BEIJING --- During the 20 years since the demise of the Soviet Union, and after a unipolar moment for the United States, China has emerged as the newest superpower. All its predecessors at this exalted level, going back even before Rome, have established their positions by amassing formidable military strength. But China is going about matters differently.

Recognizing that it would require budget-wrecking spending to quickly catch up with the United States as a wielder of military strength, China is, at least for now, emphasizing soft power – trying to extend its influence through attraction rather than coercion.

Although it certainly retains the capability to strong-arm other nations with its economic weapons, China has become the world’s most active exponent of public diplomacy. It has spent an estimated US$8 billion on its international broadcasting efforts, many millions more on its worldwide network of Confucius Institutes, and additional large sums on projects as significant as educational exchanges and as trivial as advertising on electronic billboards in New York’s Times Square.
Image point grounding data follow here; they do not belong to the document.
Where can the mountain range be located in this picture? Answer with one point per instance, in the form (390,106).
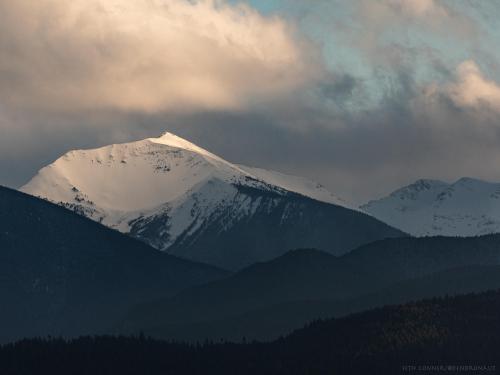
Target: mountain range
(182,199)
(467,207)
(267,300)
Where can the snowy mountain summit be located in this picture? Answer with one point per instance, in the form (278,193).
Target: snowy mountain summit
(467,207)
(172,194)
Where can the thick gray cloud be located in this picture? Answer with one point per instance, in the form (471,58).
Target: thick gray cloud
(363,126)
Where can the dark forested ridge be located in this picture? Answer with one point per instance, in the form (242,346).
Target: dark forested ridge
(269,299)
(61,273)
(458,331)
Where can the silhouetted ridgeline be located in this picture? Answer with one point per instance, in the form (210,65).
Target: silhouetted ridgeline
(459,331)
(63,274)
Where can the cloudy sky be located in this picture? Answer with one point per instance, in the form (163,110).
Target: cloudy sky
(361,95)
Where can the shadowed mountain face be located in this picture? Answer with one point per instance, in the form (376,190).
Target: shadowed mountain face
(459,331)
(270,299)
(61,273)
(184,200)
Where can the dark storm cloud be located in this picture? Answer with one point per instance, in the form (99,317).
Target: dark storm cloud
(408,112)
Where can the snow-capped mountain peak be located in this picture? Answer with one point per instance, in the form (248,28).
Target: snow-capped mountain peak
(466,207)
(166,179)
Further, some of China’s best universities are embracing public diplomacy as an academic discipline, training the country’s next generation of experts in this field.
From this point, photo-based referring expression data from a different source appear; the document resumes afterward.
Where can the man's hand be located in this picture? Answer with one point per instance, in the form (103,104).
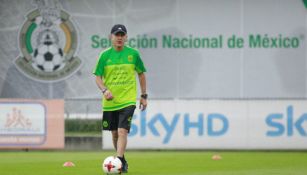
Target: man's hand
(108,95)
(143,104)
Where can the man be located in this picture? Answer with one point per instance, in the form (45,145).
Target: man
(115,77)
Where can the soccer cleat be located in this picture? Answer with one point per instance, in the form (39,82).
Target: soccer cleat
(125,167)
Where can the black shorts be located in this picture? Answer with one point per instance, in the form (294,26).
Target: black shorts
(112,120)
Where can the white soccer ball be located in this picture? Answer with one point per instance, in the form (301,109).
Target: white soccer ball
(48,57)
(112,165)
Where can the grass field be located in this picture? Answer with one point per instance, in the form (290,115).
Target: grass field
(156,163)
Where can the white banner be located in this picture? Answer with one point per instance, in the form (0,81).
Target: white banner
(229,124)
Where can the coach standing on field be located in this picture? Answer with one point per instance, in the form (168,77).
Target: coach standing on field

But what is China getting for all this money and effort? Public opinion polls from around the world indicate decidedly mixed results. In parts of Africa, where China has built roads and stadiums, its popularity has risen. Elsewhere, however, China is viewed warily as heavy-handed and insensitive to the political and economic lives of countries where it is expanding its presence.

In two weeks of discussions with Chinese public diplomacy practitioners and scholars in Beijing and Shanghai, I found no consensus about what China’s public diplomacy strategy should be or what China wants from its public diplomacy efforts. The enthusiasm is there, but an overarching plan is not.

Part of this lack of coherence is due to China’s slow acceptance of the realities of being a superpower. I heard complaints from many quarters about how unfairly China is being treated by the international news media, and claims that China is not receiving the respect that it deserves. When I said that mistreatment – real or imagined, deserved or not – is something superpowers must learn to live with, my Chinese colleagues did not seem to understand this facet of political reality.

Chinese public diplomacy leaders need a better appreciation of the give-and-take of superpower diplomacy. As a first step, they should understand that reciprocity is important if multilateral relationships are to take shape. If China wants to export its Confucius Institutes, it must allow the United States and others to set up comparable cultural centers (in comparable numbers) in China. If China wants to extend the reach of its international broadcasting, it must allow other countries to have broadcast and online access to the Chinese public.

Such goals may seem far-fetched, given China’s reluctance to allow substantive political debate within its borders, much less permit outsiders to contribute to any such debate. But more than anything else, China is determined to be a global player. Its embrace of public diplomacy, rather than endangering the world with another superpower arms race, is encouraging.

If the United States and other nations persist in engaging with China within the realm of public diplomacy, China might be nudged toward increased openness. This could enable the newest superpower to continue to rely on soft power.